Et même si elle ne [traduction] « conteste pas le rapport de la psychologue », l’agente conclut que l’opinion « repose essentiellement sur du ouï-dire », car la psychologue « n’a pas été témoin des faits à l’origine de l’anxiété vécue par le demandeur ». Cette conclusion méconnaît une réalité incontournable, à savoir qu’un rapport d’évaluation psychologique comme celui soumis en l’espèce comporte nécessairement une part de « ouï-dire ». Un professionnel de la santé mentale n’assiste que rarement aux événements pour lesquels un patient le consulte.
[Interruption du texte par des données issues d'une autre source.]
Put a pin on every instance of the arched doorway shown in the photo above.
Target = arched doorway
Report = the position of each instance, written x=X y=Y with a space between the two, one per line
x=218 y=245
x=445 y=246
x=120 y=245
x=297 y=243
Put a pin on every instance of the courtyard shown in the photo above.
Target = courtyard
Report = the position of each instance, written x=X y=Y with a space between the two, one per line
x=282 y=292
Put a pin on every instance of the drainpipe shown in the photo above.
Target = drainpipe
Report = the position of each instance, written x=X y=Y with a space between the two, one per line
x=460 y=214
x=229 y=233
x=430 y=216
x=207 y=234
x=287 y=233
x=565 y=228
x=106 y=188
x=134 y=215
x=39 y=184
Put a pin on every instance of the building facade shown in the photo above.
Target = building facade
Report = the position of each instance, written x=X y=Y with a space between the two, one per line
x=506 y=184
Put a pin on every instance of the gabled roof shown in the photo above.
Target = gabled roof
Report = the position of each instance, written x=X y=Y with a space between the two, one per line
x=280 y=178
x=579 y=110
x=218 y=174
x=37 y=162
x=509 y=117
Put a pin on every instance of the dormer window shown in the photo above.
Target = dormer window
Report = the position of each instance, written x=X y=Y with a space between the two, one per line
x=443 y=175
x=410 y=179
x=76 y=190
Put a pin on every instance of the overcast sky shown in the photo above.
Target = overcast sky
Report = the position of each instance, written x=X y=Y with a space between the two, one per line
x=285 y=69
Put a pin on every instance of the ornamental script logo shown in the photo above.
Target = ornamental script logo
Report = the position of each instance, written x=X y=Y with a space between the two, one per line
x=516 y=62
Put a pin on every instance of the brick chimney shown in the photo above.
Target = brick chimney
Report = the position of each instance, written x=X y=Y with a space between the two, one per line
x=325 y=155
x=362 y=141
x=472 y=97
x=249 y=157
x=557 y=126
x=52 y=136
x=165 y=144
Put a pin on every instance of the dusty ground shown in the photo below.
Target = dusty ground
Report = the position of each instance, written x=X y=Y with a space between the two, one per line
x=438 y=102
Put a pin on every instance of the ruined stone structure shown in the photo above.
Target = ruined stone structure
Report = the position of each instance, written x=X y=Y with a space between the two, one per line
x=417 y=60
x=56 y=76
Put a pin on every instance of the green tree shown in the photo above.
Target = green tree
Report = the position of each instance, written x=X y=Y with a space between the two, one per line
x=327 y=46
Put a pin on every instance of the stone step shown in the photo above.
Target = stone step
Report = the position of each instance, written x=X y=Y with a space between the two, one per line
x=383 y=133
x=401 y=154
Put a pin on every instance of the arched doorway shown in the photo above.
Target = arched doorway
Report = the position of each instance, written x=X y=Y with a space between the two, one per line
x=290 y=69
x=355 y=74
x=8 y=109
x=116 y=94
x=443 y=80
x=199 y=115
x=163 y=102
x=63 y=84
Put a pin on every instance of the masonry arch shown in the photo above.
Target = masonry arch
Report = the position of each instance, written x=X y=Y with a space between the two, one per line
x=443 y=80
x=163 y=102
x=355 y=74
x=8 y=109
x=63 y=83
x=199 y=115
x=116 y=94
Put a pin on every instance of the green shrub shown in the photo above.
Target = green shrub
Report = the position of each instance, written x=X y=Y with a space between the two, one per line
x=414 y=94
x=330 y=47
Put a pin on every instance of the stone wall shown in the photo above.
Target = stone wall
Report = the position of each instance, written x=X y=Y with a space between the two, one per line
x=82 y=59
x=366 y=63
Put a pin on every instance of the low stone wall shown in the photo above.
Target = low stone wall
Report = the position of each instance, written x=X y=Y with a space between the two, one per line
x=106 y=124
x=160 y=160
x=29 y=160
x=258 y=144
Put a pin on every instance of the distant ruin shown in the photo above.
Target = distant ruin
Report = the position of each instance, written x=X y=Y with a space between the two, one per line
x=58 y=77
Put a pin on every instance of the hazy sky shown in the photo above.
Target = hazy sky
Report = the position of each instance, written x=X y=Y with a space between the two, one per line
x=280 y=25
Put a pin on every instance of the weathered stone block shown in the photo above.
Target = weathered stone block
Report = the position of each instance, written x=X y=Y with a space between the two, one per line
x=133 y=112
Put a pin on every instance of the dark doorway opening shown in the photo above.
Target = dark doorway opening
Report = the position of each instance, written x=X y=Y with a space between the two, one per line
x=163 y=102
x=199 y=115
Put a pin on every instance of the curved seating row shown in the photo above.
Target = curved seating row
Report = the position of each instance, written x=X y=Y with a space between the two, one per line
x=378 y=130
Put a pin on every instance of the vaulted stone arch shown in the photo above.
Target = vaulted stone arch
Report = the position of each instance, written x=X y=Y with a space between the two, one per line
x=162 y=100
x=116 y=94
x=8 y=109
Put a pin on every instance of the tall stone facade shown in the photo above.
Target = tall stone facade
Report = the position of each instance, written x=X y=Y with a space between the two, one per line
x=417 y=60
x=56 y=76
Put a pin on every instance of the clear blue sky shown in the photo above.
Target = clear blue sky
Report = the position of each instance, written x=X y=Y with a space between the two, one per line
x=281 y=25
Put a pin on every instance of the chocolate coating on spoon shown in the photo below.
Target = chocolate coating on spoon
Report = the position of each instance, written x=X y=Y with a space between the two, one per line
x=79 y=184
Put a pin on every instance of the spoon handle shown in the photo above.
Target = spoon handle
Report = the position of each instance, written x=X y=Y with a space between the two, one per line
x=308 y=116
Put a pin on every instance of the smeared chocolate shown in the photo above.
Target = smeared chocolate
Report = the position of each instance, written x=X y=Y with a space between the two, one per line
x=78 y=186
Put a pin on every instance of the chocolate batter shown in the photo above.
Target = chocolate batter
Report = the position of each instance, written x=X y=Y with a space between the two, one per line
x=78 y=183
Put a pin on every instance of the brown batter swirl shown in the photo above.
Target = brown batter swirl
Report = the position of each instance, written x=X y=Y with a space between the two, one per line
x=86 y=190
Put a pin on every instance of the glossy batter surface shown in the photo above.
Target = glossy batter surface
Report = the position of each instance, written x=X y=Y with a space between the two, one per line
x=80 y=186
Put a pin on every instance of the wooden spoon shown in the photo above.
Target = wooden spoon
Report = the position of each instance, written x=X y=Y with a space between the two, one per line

La prétention selon laquelle la personne qui demande une dispense pour considérations d’ordre humanitaire ne peut présenter que le rapport d’expert d’un professionnel qui a été témoin des faits ou des événements qui sous-tendent ses conclusions est irréaliste et y faire droit entraînerait d’importantes lacunes dans la preuve. De toute manière, un psychologue n’a pas à être expert de la situation dans un pays en particulier pour donner son opinion sur les conséquences psychologiques probables d’un renvoi du Canada.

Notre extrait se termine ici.